In business, an essential part of any agreement or contract is the delivery of goods. This is the crucial part of a contract between a buyer and seller as it ensures that goods are received in a timely fashion. It might be services or it might be products. Whatever the case may be, the delivery of goods outlines exact terms between the contracting parties. Adhering to these terms is key to keeping successful business rapport. Accordingly, this article outlines a few points to consider regarding delivery of goods.
Key terms
In regards to the delivery of goods, a contract should include a few really vital details in order for it to give a clear understanding of all roles and rights of contracting parties. A basic understanding of contracts goes a long way in business. It is best to have the below points in your agreement. Seek the advice of a contract lawyer if you are unsure about this process.

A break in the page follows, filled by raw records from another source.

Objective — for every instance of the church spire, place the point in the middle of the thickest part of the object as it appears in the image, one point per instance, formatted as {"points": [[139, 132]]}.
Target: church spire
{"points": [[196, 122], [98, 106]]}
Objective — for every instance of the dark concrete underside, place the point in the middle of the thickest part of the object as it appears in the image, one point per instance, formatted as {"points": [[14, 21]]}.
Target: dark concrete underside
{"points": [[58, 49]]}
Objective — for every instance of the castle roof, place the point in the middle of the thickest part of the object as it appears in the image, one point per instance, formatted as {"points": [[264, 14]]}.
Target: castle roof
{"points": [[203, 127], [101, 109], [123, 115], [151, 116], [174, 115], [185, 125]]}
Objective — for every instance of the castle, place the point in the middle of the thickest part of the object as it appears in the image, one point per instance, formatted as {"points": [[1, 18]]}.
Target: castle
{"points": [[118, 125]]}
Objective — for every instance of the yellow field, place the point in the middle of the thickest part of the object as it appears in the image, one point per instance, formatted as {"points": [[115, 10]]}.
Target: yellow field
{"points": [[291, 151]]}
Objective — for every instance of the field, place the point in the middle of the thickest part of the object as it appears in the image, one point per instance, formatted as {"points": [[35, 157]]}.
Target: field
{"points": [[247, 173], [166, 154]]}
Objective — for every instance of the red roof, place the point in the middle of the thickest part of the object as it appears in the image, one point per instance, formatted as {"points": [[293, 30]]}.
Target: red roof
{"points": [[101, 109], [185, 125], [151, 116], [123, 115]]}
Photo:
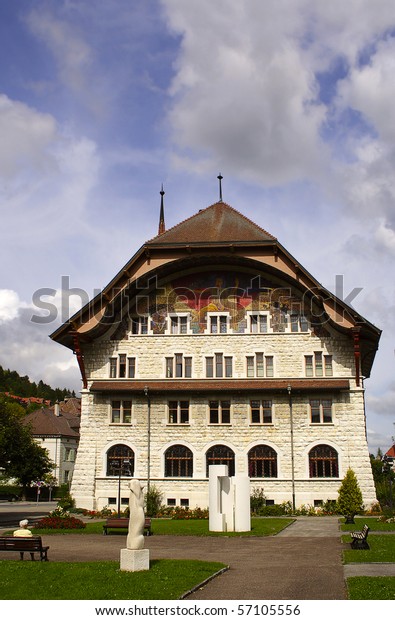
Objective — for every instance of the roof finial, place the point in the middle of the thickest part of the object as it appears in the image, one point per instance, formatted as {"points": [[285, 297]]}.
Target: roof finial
{"points": [[162, 227], [220, 177]]}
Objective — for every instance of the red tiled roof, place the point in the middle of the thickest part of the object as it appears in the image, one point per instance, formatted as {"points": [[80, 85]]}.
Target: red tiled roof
{"points": [[44, 423], [219, 223], [391, 452], [215, 385]]}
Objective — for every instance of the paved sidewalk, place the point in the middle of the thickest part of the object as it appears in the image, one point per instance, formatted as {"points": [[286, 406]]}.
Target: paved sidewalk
{"points": [[303, 562]]}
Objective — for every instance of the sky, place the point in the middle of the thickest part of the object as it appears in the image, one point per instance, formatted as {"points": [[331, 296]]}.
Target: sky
{"points": [[102, 102]]}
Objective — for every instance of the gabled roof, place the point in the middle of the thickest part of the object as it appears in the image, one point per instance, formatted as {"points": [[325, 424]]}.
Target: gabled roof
{"points": [[219, 223], [44, 423]]}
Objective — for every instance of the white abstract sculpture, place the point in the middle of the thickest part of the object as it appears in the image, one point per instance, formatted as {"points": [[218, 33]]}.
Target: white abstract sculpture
{"points": [[135, 539], [135, 557], [229, 501]]}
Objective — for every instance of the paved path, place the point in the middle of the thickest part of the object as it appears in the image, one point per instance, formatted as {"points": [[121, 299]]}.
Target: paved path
{"points": [[303, 562]]}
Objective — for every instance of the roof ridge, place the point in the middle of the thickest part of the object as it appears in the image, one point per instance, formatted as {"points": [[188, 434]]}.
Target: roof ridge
{"points": [[220, 203]]}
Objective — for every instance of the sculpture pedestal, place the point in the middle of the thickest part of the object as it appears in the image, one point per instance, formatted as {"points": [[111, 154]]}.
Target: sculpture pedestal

- You should list the precise quantity of goods . It may be a number of items, or it may be an amount in time or hours given to a product or service. Sometimes, these may be approximate, but it is good practice to be as exact as possible
- Terms and method of delivery. This lists the delivery mode. It could be files on a server. Or it might be the physical delivery of packaged goods. This should include the location, the time, and any other requirements which may affect the delivery of goods. For example, if the there is only a small window of opportunity for delivery given opening hours of a business, this must be stipulated
- It should include contingency arrangements if for whatever reason the delivery of goods is not fulfilled in the manner that was agreed, or cannot be delivered
- It should include the payment terms of goods. Whether it is agreed that deposits are paid with the full and final balance owing upon delivery. Or if the full and final balance is to be paid prior to delivery. Alternatively, full and final payment may be settled at the completion of delivery
- A clause for late delivery, and any other costs incurred by problems with delivery
- The agreement must make reference to any third parties holding goods as bailee for the benefit of the purchaser
Actual delivery
This is physical delivery. This occurs when goods are actually and physically given by a seller to the buyer for possession. For example, when you buy a car from a car showroom. You are gaining possession of the car. Therefore, you have received the actual delivery of goods.
Constructive delivery
Constructive delivery differs to actual delivery in that it is more a recognition of a right than a physical delivery. For example, the person who possesses the product will recognise that he or she has the goods for the benefit of and the disposal for the person who bought it. It can occur when a seller sells the product and agrees to hold it as bailee for the purchaser. It can also occur when a third party holds the products as bailee for a seller and agrees to hold them for a buyer. For example, this might be a carrier. This involves fiduciary duties between bailor and bailee. It is wise to have an understanding of these types of relationships also.
As you can see, it is not as easy as simply delivering goods. It can be a physical a concept as it is an intangible one. In any event, it is vital that you fulfil your delivery of goods agreement. If you are unsure about your situation, it may be worth speaking to a legal practitioner for advice.